A queda das ações do Banco Inter, após a divulgação do balanço do primeiro trimestre, destacou um aspecto sensível do mercado financeiro. Esse fenômeno revela a relação entre o crescimento do crédito, o aumento da inadimplência e o impacto direto nos indicadores de capital das instituições financeiras.
Ainda que o banco tenha reportado um lucro recorde durante o período, os investidores reagiram com cautela frente à deterioração da qualidade da carteira de crédito e os indícios de um aumento do risco nas operações. Segundo Elber Laranja, engenheiro de produtos de crédito e especialista em modelos de antecipação, garantias, macroeconomia e funding, essa reação do mercado é comum quando há a percepção de que o crescimento pode estar associado a um aumento do risco. Ele afirma: “O mercado não olha apenas para o lucro. Ele analisa se esse crescimento é sustentável ou se está aumentando o risco ao mesmo tempo.”
O que é o Índice de Basileia e sua importância
O Índice de Basileia é um indicador regulatório que mede a adequação de capital de um banco, conforme definido pelo Banco Central. Em termos práticos, esse índice expressa a relação entre o patrimônio de referência da instituição e seus ativos ponderados pelo risco. Ele serve como uma medida da capacidade da instituição de absorver perdas, sendo alinhado aos Acordos de Basileia, que constituem um conjunto de recomendações internacionais de supervisão bancária.
O Índice de Basileia se torna ainda mais relevante em períodos de expansão do crédito, especialmente quando existem dúvidas acerca da qualidade desse crescimento.
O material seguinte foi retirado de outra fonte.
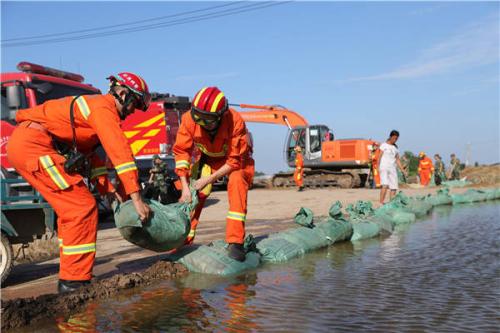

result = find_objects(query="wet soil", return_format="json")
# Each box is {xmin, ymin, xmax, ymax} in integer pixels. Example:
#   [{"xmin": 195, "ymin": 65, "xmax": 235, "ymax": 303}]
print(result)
[{"xmin": 2, "ymin": 261, "xmax": 188, "ymax": 331}]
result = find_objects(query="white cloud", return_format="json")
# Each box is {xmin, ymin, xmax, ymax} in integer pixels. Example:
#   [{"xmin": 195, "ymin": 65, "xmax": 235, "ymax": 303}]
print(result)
[
  {"xmin": 344, "ymin": 14, "xmax": 499, "ymax": 82},
  {"xmin": 175, "ymin": 72, "xmax": 239, "ymax": 81}
]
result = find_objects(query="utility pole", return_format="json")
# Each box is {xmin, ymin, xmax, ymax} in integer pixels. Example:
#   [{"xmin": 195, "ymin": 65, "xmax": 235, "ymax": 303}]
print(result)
[{"xmin": 465, "ymin": 142, "xmax": 471, "ymax": 166}]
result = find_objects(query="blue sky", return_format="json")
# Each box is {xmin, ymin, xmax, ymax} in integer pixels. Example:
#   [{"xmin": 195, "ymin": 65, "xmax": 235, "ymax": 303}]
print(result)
[{"xmin": 1, "ymin": 1, "xmax": 500, "ymax": 173}]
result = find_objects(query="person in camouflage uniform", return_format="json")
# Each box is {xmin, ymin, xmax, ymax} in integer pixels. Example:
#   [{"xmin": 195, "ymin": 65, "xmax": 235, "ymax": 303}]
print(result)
[
  {"xmin": 434, "ymin": 154, "xmax": 446, "ymax": 185},
  {"xmin": 149, "ymin": 155, "xmax": 168, "ymax": 204},
  {"xmin": 448, "ymin": 154, "xmax": 461, "ymax": 180}
]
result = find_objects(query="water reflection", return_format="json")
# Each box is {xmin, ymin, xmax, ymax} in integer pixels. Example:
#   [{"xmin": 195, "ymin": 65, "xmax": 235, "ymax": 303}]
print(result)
[{"xmin": 36, "ymin": 203, "xmax": 500, "ymax": 332}]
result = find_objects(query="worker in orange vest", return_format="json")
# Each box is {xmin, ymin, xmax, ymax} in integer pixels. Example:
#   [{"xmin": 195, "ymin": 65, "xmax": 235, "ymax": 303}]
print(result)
[
  {"xmin": 173, "ymin": 87, "xmax": 255, "ymax": 261},
  {"xmin": 418, "ymin": 151, "xmax": 434, "ymax": 186},
  {"xmin": 7, "ymin": 72, "xmax": 151, "ymax": 293},
  {"xmin": 293, "ymin": 146, "xmax": 304, "ymax": 192},
  {"xmin": 370, "ymin": 142, "xmax": 380, "ymax": 188}
]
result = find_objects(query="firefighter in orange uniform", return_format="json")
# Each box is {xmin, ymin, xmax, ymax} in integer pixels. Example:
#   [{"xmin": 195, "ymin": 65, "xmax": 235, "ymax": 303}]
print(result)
[
  {"xmin": 418, "ymin": 152, "xmax": 434, "ymax": 186},
  {"xmin": 173, "ymin": 87, "xmax": 254, "ymax": 261},
  {"xmin": 7, "ymin": 73, "xmax": 151, "ymax": 293},
  {"xmin": 293, "ymin": 146, "xmax": 304, "ymax": 192},
  {"xmin": 370, "ymin": 142, "xmax": 380, "ymax": 188}
]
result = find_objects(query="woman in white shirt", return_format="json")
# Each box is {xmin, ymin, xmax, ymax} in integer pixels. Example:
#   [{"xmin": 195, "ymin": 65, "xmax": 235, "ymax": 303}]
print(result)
[{"xmin": 378, "ymin": 130, "xmax": 407, "ymax": 205}]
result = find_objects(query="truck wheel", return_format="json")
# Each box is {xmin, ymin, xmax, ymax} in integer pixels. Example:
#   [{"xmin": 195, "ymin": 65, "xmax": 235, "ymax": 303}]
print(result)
[{"xmin": 0, "ymin": 233, "xmax": 13, "ymax": 283}]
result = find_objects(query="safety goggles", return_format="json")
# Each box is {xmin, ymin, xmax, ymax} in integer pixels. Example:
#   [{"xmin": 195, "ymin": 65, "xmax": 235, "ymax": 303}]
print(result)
[
  {"xmin": 134, "ymin": 93, "xmax": 151, "ymax": 111},
  {"xmin": 191, "ymin": 108, "xmax": 220, "ymax": 126}
]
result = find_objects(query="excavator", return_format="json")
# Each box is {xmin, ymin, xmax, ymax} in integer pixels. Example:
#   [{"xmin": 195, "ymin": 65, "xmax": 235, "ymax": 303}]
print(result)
[{"xmin": 231, "ymin": 104, "xmax": 374, "ymax": 188}]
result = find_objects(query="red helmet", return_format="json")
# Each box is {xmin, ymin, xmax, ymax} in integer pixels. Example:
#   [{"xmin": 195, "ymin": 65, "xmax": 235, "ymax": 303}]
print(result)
[
  {"xmin": 192, "ymin": 87, "xmax": 228, "ymax": 117},
  {"xmin": 107, "ymin": 72, "xmax": 151, "ymax": 111}
]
Elber Laranja explica que “esse índice é um dos mais observados em bancos em fase de crescimento, porque ele demonstra o quanto esse avanço está protegido em termos de capital.”
Funcionamento do Índice de Basileia
O cálculo do Índice de Basileia leva em consideração o capital da instituição em relação aos ativos ponderados pelo risco. De maneira simplificada, esse indicador mede quanto risco cada operação representa para o banco. Assim, não é apenas o crescimento em crédito que deve ser levado em conta; é imprescindível manter capital suficiente para cobrir potenciais perdas futuras.
Com o aumento da inadimplência, o banco é obrigado a incrementar suas provisões e reservar mais capital para assegurar a cobertura de possíveis calotes. Esse movimento tende a reduzir a folga de capital e pode pressionar o Índice de Basileia, especialmente em instituições que apresentam crescimento acelerado. Laranja resume essa lógica da seguinte maneira: “Se muitos clientes ficam inadimplentes ao mesmo tempo, o banco precisará utilizar seu capital próprio para honrar esses compromissos e manter sua operação saudável.”
Desafios do Banco Inter em relação ao indicador
No caso do Banco Inter, o mercado começou a observar com mais atenção o Índice de Basileia após a divulgação dos dados de inadimplência no último balanço trimestral. A inadimplência que ultrapassa o prazo de 90 dias aumentou para 5,1%, enquanto o custo do risco subiu para 5,6%. Além disso, houve uma queda no índice de cobertura, incrementando a percepção de fragilidade na proteção da carteira de crédito.
Consequentemente, investidores passaram a considerar o risco de que o banco necessite consumir um maior capital nos próximos trimestres para sustentar sua carteira de crédito, que continua em expansão. Mesmo com um lucro recorde no período, o foco do mercado não está no desempenho atual, mas sim na capacidade do banco de manter um crescimento robusto sem comprometer ainda mais os indicadores prudenciais, sendo o Índice de Basileia o principal deles.
Elber Laranja reitera essa ideia, apontando que: “Se muitos clientes ficam inadimplentes ao mesmo tempo, o banco precisa usar o capital próprio para honrar esses compromissos e manter a operação saudável.”
Reação do mercado à combinação de crescimento e risco
A principal razão para a reação negativa do mercado está na junção da expansão da carteira de crédito com o aumento da inadimplência. Quando esses dois fatores ocorrem simultaneamente, o impacto direto é um maior consumo de capital regulatório. Tal situação reduz a margem de segurança do banco e pode restringir sua capacidade de continuar crescendo no mesmo ritmo.
Essa análise ajuda a explicar a acentuada queda nas ações do Banco Inter logo após a divulgação do balanço, sinalizando que o mercado está ajustando suas expectativas para um cenário de maior cautela no futuro. Elber Laranja conclui esta argumentação afirmando: “Quando crescimento e risco progridem conjuntamente, o mercado não tem outra reação senão aumentar a cautela e reprecificar o ativo.”